A teenage boy and a middle-aged man wake up in the wilderness chained to one another. They each have a gun duct-taped to their hands and attached to a nearby tree is a note instructing that one of them must die before nightfall. As they attempt to free themselves, it becomes apparent that whoever has orchestrated their situation is close by and watching their every move. With no hope of bluffing their malefactor, they grapple with the notion that one of them must die. Before long, their state of mind begins to fray and a heavy sense of dread looms.
And with that simple – I guess you could say – Saw-inspired concept, Onus presents itself as a smart and gripping thriller. The first striking quality about the film is the setting and the manner in which the characters are placed in their environment.

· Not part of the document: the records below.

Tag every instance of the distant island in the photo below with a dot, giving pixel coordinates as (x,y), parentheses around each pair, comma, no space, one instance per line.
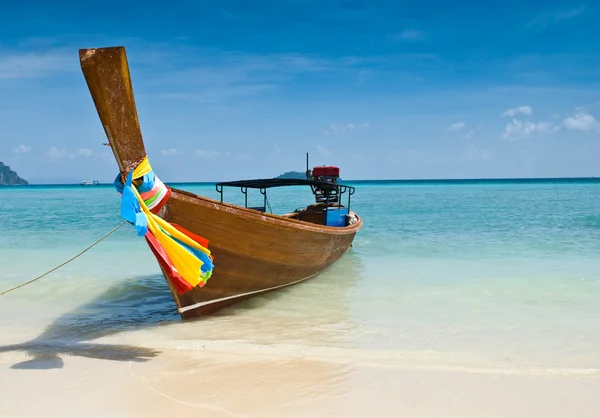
(9,177)
(292,175)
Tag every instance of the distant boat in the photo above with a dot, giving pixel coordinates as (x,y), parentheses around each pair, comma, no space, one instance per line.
(254,251)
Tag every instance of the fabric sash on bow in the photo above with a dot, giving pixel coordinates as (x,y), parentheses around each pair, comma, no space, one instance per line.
(182,255)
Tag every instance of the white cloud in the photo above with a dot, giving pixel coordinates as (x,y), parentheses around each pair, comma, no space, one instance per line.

The camera moves slowly, with effective tracking shots and a practical use of hand-held, and the score adds an ongoing uneasiness that compliments the circumstance.
Forgetting that the film has been prefaced with a “Chapter One” title card, I was curious as to how the film would maintain its tension. The interaction between the characters advances so quickly that by the time the film is halfway into its 100-minute running time, all avenues and reveals seem to be exhausted. Fade to black. The “Chapter Two” title card appears. Ah, of course.
Following the events in the woods between the two captives, we are introduced to the boy’s mother and the man’s wife. The mother struggles to comprehend what happened to her son and sets about finding the truth. From this point the appeal of the film is lost, and what remains is long-winded, poorly written and substandard. The proficient cinematography and controlled pacing of the first chapter are thrown out the window and replaced with an incessant use of hand-held, an overuse of colour grading and a whole lot of over-long cross dissolves.
Director George Clark (Battle to the Bone, Splash Area) has drawn his influence from two separate genres and stitched them together without much consideration for covering the seams. On one hand he demonstrates a high level of skill in producing a good-looking film on a shoe-string budget, while on the other hand he has exposed his weaknesses and delivered 45-minutes of footage that feels like a 2nd year student film.
Was I so impressed by the first half of the film that I can forgive the second half? Or was I so disappointed by the second half that I can’t forgive the first? Onus has torn this reviewer down the middle, and just like the lop-sided nature of the narrative, my verdict hinges. My quick instinct is to judge the film evenly with a rating of 5 out of 10. However, when I replay the initial events in my head and think of the two consummate performances given by Robert Render and Anthony Boyle, an extra point finds itself well deserved.